Cabe, sin embargo, introducir algunos matices que atemperan esa interpretación. Los aportan, de un lado, dos novedades en la antesala misma de la cumbre bruselense. Una, la Declaración de Meseberg, el 19 de junio, donde la canciller Merkel y el presidente Macron han reafirmado su voluntad de completar la Unión Económica y Monetaria (presupuesto propio para la eurozona, incluido), todo «un plan de profundización, con alcance político» que supone de paso recuperar el eje París-Berlín.
La otra novedad, previa también al cónclave de presidentes, ha sido la carta de intenciones firmada el 25 de junio por 9 países, una «iniciativa de intervención europea» para actuar conjuntamente en misiones de interés general, también de tipo civil, buena prueba de la prioridad que la UE está obligada a dar en el terreno de la defensa, y no solo por razón de la desafección, cada día más evidente, del «amigo americano».

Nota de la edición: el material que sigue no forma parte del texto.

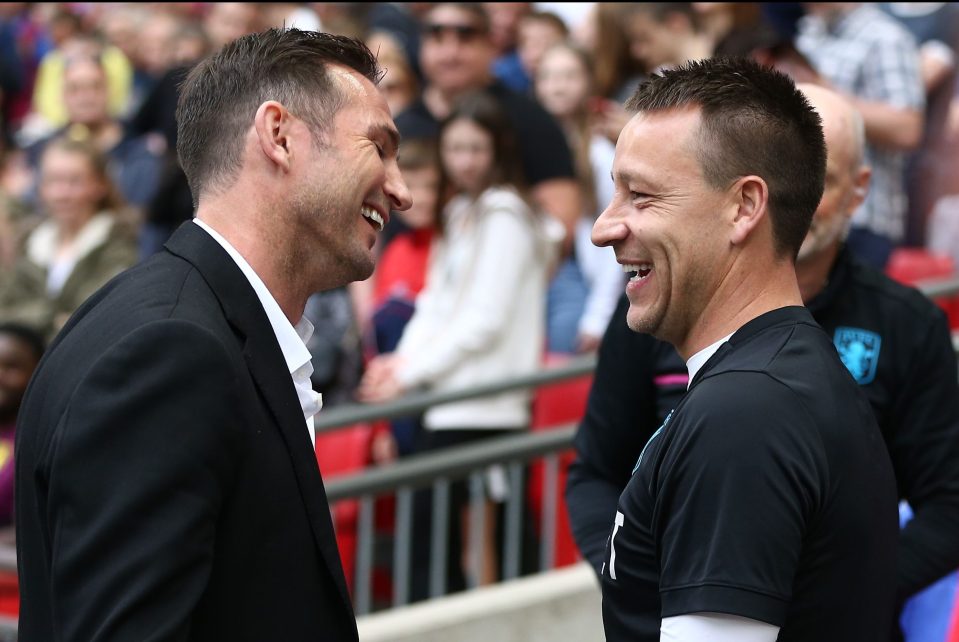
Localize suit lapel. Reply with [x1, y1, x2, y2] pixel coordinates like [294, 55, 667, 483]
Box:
[166, 222, 353, 612]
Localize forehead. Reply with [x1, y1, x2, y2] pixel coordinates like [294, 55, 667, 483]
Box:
[40, 147, 93, 173]
[613, 107, 702, 181]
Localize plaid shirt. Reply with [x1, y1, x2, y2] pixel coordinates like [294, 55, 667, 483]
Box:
[796, 4, 925, 241]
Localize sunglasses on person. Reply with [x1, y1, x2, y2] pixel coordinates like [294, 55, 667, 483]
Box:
[423, 22, 483, 40]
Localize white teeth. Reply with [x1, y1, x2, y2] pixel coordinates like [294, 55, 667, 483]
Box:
[622, 263, 653, 282]
[360, 205, 383, 232]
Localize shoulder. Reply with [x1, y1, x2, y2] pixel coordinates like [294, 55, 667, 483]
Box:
[479, 186, 532, 216]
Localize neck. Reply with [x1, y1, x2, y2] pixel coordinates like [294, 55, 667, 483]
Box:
[79, 120, 122, 151]
[796, 243, 840, 303]
[57, 212, 96, 246]
[675, 254, 802, 361]
[197, 204, 311, 326]
[676, 33, 715, 66]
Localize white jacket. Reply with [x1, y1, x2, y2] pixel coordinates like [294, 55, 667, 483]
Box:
[397, 187, 557, 430]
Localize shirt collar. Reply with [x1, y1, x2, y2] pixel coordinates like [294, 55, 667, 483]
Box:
[686, 332, 734, 390]
[193, 218, 313, 374]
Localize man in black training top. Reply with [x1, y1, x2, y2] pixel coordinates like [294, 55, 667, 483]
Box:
[566, 76, 959, 640]
[593, 60, 897, 642]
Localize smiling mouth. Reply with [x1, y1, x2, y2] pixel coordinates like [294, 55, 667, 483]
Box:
[360, 205, 386, 232]
[623, 263, 653, 283]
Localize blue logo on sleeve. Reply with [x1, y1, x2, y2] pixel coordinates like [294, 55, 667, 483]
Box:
[833, 328, 882, 385]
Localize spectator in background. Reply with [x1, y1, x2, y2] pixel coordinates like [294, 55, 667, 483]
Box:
[573, 2, 646, 105]
[366, 31, 420, 116]
[796, 2, 925, 269]
[0, 321, 44, 527]
[593, 59, 896, 642]
[33, 32, 133, 132]
[359, 93, 555, 599]
[392, 3, 582, 252]
[0, 138, 137, 338]
[516, 11, 569, 90]
[27, 55, 162, 209]
[566, 85, 959, 639]
[536, 44, 625, 353]
[368, 139, 440, 463]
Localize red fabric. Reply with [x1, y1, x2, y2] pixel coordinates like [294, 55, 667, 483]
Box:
[373, 229, 433, 306]
[886, 247, 959, 330]
[527, 354, 593, 568]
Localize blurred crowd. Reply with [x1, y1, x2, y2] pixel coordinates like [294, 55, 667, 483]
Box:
[0, 2, 959, 520]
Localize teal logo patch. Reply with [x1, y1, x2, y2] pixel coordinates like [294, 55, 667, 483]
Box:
[833, 328, 882, 385]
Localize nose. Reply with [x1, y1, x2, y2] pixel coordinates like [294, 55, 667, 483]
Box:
[383, 161, 413, 212]
[590, 198, 628, 247]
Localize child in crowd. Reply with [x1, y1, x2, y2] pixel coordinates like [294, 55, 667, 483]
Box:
[368, 138, 440, 463]
[0, 138, 137, 339]
[535, 44, 625, 354]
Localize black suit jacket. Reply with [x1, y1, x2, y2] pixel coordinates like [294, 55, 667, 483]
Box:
[16, 223, 357, 642]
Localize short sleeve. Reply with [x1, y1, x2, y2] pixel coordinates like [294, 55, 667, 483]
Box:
[652, 373, 826, 626]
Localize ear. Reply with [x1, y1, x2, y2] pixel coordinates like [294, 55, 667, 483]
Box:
[849, 165, 872, 210]
[729, 176, 769, 245]
[253, 100, 293, 172]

La Cumbre ha estado precedida, pues, de esas dos no menores aportaciones al proyecto común, algo que no debe pasarse por algo. Como tampoco el mérito de haberse alcanzado en ella algún acuerdo, aunque fuera de mínimos, dada la división interna entre los reunidos: entre populistas xenófobos y el resto; entre inmovilistas de la unión monetaria y reformadores… Y lo convenido tiene, desde luego, algún relieve. Lo tiene, por lo pronto, comenzar a poner el foco en la migración, pues va a ser uno de los principales retos que la UE tiene por delante, y con carácter de permanencia.
La frustrada «primavera árabe», con sus secuelas de desestructuración política, guerras civiles y enfrentamientos tribales, junto con el atraso económico y la explosión demográfica de África –un continente que aumentará su población un 150 por cien en las próximas tres décadas, mientras Europa reducirá la suya originaria en un 15 por cien-, nos obligan a todos a mirar de otra forma al Mediterráneo y hacia allí. Desde aquel lado de ese mar compartido, todo el territorio de la UE parece «un inmenso campo de golf», dijo hace ya muchos años un destacado líder argelino, y hoy sigue siendo así para millones y millones de hombres y mujeres que temen por sus vidas o están dispuestos a arriesgarla por encontrar mejores oportunidades.
Lo convenido en Bruselas solo tiene alcance en el corto plazo –«centros de control» y «plataformas en países de origen»-, pero si se considera un comienzo, algo es, y no poco. En suma, la botella quizá no esté medio vacía: se concede un poco más de tiempo a la reforma de la zona euro y se marcan prioridades tan obligadas como oportunas. Ya dijo Jacques Delors, con buen conocimiento de causa, que la integración europea es voluntad y pragmatismo, pero sobre todo «una larga paciencia».